На компьютере с Виндовс 7 записываю данные (или музыку) на SD-RW или на DVD-RW при помощи infrarecorder. На этом же компьютере они читаются. Но мне нужно это читать на другом компьютере - старом, с Виндовс 95. Он этот записанный диск вообще не видит. Но другие диски СД, с записанной музыкой на Виндовс 7 видит и воспроизводит. Что здесь не так?
А вообще мне нужно на компьютер с Виндовс 95 установить программу ACDSee для просмотра фотографий. Вот и хотел с компьютера с Виндовс 7 перенести программу на компьютер с Виндовс 95 при помощи СД. Как сделать?

----------


## ser-master

Дружище, боюсь ниже хрюши (ХР) ACDSee не встанет. И где вообще еще работает виндовс 95? Ну а если все же есть желание попробовать, попробуй при записи на диск выбрать старую кодировку ISO9660

----------


## Cheechako

> ...читать на другом компьютере - старом, с Виндовс 95. Он этот записанный диск вообще не видит...

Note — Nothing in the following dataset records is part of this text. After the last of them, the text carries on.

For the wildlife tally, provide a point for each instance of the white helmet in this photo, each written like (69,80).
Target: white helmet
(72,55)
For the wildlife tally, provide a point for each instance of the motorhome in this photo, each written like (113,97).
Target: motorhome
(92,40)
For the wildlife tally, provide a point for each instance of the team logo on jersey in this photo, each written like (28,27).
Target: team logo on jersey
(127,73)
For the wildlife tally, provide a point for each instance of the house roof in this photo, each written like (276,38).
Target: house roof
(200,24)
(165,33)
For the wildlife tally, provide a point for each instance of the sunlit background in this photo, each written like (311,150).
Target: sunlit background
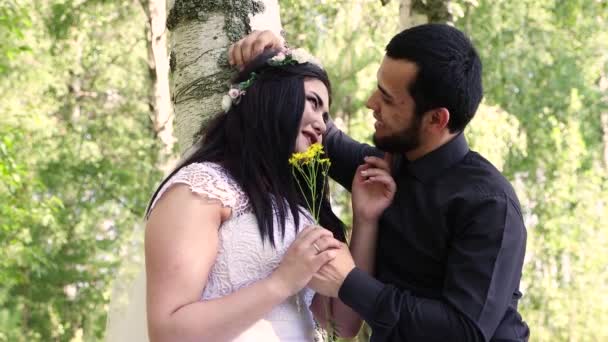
(80,145)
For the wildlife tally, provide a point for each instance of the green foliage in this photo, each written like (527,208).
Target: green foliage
(78,152)
(542,64)
(78,165)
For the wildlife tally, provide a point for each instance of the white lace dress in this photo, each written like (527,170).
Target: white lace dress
(242,259)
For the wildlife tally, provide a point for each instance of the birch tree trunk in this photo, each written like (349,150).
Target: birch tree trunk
(201,32)
(417,12)
(158,69)
(604,118)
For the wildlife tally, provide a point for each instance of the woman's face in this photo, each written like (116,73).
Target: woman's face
(315,114)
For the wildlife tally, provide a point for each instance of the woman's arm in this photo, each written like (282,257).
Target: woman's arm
(181,247)
(363,249)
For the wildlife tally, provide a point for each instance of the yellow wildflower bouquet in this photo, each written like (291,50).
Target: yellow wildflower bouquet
(309,164)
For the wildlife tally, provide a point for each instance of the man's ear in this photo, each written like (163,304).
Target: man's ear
(438,119)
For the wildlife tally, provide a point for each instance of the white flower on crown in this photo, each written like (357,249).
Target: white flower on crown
(226,103)
(279,57)
(302,56)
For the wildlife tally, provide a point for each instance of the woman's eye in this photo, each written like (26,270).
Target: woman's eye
(314,102)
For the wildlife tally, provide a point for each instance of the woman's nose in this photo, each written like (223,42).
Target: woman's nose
(319,126)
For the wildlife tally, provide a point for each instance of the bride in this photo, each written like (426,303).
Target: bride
(229,247)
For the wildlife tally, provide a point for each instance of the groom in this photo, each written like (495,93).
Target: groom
(448,253)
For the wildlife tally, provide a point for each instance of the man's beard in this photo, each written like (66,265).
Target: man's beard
(403,141)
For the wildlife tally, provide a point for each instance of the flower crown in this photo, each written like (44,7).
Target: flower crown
(287,57)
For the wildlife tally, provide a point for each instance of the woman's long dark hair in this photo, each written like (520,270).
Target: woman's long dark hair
(254,140)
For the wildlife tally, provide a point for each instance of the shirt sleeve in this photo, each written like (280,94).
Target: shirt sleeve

> CD-RW...формат был представлен в 1997 году...


 :)
 Если привод там тех же времён, то он в принципе не может видеть RW-диски (тем более, DVD), да и совместимость никто не отменял: ISO 9660.
Для просмотра/некоей трансформации изображений я бы воспользовался старыми версиями IrfanView - Win 95 поддерживались до версии 4.28 включительно (если не ошибаюсь).
Для передачи файлов (если есть локальная сеть) на Win7 можно поднять ftp-сервер (например, FileZilla), клиента для Win95 найти нетрудно - будет много быстрее, чем диски записывать.

----------